For physicians thinking of forging financial ties to a hospital, all of this could be a blessing in disguise. Mr. Coddington explained that as hospitals learn from their mistakes, they are more willing to partner with physicians in ways that don't involve outright ownership. As a result, he said, hospitals should not be ruled out as capital partners.

  • PPMs and other equity partners. The national for-profit PPMs have probably gotten the most publicity over the last few years as they have acquired physician practices at an unprecedented rate. Mr. Coddington estimates that a little more than 5% of physicians—mostly specialists—are in about 250 practice management companies, compared to none 10 years ago. (About 30 of these PPMs are publicly owned.)

In general, PPMs start by acquiring a core group of practices and improve their financial performance through tight management. The management company then keeps adding more physicians to build the group so it meets the minimum requirements for an initial public offering. (According to "Capitalizing Medical Groups," practices should have at least $30 million in revenues and a growth rate of at least 20% per year before going public). The PPM then goes public, giving up around one-third of the equity—and hopefully earning a hefty rate of return.

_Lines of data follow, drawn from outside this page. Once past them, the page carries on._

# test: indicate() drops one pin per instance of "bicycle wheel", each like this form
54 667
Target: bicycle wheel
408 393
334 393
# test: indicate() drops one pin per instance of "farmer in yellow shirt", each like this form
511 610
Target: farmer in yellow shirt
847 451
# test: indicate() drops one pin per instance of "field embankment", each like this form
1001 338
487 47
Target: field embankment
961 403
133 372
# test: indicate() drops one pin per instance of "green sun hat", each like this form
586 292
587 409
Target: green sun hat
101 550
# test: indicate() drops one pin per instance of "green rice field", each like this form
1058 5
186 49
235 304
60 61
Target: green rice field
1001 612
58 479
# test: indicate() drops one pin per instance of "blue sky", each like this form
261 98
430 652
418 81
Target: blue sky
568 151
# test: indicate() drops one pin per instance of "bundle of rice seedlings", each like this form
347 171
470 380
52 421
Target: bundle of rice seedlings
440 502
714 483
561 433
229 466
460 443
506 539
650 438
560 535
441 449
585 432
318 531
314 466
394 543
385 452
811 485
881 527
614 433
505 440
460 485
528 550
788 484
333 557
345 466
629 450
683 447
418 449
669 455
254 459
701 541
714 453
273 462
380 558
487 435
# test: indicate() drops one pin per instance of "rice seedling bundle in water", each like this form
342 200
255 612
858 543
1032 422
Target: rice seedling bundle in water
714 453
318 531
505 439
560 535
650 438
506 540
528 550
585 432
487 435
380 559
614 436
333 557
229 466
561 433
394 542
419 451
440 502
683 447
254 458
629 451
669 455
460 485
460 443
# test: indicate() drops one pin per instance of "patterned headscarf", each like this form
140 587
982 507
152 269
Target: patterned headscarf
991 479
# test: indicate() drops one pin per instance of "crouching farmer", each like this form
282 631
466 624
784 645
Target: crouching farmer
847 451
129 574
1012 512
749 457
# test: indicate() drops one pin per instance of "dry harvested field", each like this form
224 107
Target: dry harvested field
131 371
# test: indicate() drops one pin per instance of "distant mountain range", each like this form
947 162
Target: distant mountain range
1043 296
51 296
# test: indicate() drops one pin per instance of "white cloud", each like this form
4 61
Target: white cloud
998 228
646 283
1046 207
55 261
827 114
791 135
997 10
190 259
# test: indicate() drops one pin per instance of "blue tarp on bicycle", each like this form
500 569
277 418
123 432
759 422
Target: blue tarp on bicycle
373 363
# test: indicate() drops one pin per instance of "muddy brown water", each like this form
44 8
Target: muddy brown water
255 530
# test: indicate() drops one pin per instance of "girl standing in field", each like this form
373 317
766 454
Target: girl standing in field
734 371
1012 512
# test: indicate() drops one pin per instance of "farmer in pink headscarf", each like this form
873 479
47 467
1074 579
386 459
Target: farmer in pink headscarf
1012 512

With the rocky performance of some management companies on the stock market, however, this pace of acquisition has slowed. The growth of PPMs is anything but dead, however. In fact, it remains the largest single source of investment in physician practices.

As evidence of the health of the market for management companies, there is an unprecedented number of start-up PPMs looking for physician practices now. In addition, some experts see a huge new market for PPMs as hospitals try to sell physician groups that are unprofitable. "There is a subset of PPM companies that are focused completely now on the hospital market and getting those practices that were acquired by hospitals out of hospitals," said Michael Parshall, a consultant with The Health Care Group in Plymouth Meeting, Pa.

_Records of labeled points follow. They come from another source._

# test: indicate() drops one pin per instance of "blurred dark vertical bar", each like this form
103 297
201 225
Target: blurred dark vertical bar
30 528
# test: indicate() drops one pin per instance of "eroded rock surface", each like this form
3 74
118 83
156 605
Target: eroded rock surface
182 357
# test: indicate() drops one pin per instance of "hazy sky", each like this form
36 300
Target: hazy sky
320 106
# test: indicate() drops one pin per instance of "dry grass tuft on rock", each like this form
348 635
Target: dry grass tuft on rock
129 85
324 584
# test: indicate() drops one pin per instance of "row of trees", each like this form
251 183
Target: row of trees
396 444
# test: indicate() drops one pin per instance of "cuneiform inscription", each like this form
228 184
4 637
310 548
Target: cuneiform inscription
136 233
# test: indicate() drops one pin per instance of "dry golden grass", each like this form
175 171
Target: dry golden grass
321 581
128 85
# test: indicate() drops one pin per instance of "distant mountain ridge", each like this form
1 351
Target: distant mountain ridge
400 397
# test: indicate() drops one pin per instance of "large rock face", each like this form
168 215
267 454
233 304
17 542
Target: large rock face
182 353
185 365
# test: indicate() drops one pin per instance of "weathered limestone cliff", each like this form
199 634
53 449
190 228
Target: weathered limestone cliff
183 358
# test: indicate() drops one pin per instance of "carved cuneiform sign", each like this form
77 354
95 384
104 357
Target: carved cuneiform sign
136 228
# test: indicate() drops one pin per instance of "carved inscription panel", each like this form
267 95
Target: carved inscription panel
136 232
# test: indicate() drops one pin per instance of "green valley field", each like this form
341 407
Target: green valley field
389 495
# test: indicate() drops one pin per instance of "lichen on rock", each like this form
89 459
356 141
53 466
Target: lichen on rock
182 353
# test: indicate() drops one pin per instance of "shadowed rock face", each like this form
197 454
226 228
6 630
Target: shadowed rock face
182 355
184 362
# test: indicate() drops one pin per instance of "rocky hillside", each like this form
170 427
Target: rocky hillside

"While physicians tend to ridicule PPMs, I think they ought to be happy that they are there," Mr. Coddington said. "If you want to go to a bank and borrow money and the bank says, 'Well, how are you going to repay it?' you can say you have a business plan. But if that fails, you can say, "We can always go with a PPM or hospital and then you [the bank] will get your money back.' From a physician's point of view, as a result, I think what's happened in the last five years is really positive."

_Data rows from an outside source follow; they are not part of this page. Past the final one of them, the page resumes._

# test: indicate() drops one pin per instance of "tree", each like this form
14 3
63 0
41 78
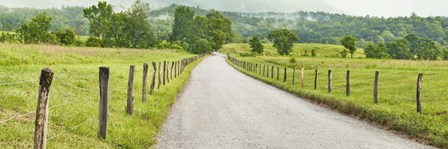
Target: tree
183 21
36 31
349 43
66 37
201 46
99 17
283 40
256 45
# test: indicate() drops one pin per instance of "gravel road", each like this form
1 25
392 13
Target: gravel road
222 108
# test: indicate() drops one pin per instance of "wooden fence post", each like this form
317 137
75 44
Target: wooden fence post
145 80
315 79
302 77
285 75
375 88
104 102
160 78
278 73
164 73
293 75
130 101
419 90
153 82
41 121
330 77
347 86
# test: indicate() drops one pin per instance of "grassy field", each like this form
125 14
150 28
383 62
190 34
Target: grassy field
396 109
74 97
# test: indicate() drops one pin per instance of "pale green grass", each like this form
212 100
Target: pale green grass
397 89
73 118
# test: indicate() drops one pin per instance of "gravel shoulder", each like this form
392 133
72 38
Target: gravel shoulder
223 108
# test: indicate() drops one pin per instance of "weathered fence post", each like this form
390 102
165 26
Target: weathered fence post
130 101
159 78
302 77
330 77
145 80
315 79
285 75
419 90
104 102
375 88
153 82
164 72
347 86
40 123
293 75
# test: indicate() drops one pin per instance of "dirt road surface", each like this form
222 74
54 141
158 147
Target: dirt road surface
222 108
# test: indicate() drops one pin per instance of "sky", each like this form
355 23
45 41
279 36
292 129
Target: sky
386 8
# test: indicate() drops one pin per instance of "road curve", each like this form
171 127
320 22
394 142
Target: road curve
222 108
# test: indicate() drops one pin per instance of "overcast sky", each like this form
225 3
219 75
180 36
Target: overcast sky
386 8
392 7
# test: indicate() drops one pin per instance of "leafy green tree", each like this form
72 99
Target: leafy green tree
399 49
36 31
99 17
349 43
256 45
220 29
376 51
201 46
66 37
283 40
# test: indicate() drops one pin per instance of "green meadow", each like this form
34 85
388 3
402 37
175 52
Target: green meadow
74 95
396 109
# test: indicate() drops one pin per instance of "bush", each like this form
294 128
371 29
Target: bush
93 42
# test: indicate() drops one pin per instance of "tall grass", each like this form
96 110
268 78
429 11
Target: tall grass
397 90
74 97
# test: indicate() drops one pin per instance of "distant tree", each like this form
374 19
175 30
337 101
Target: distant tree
99 17
66 37
202 46
220 29
256 45
283 40
399 49
36 31
349 43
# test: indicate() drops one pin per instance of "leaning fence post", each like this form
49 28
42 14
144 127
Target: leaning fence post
160 78
153 82
164 72
285 75
145 80
375 88
293 75
278 73
347 86
315 79
419 90
40 123
130 101
330 77
104 102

The top 10 reasons groups need capital

  • 1. To grow their practice.
    2. To add primary care physicians and sites.
    3. To invest in new profit centers.
    4. To add next-generation equipment and facilities.
    5. To add next-generation information systems.
    6. To develop single-specialty networks.
    7. To seek and manage medical risk.
    8. To provide an exit strategy for older physicians.
    9. To cover cash flow shortages.
    10. To insulate the practice against risk.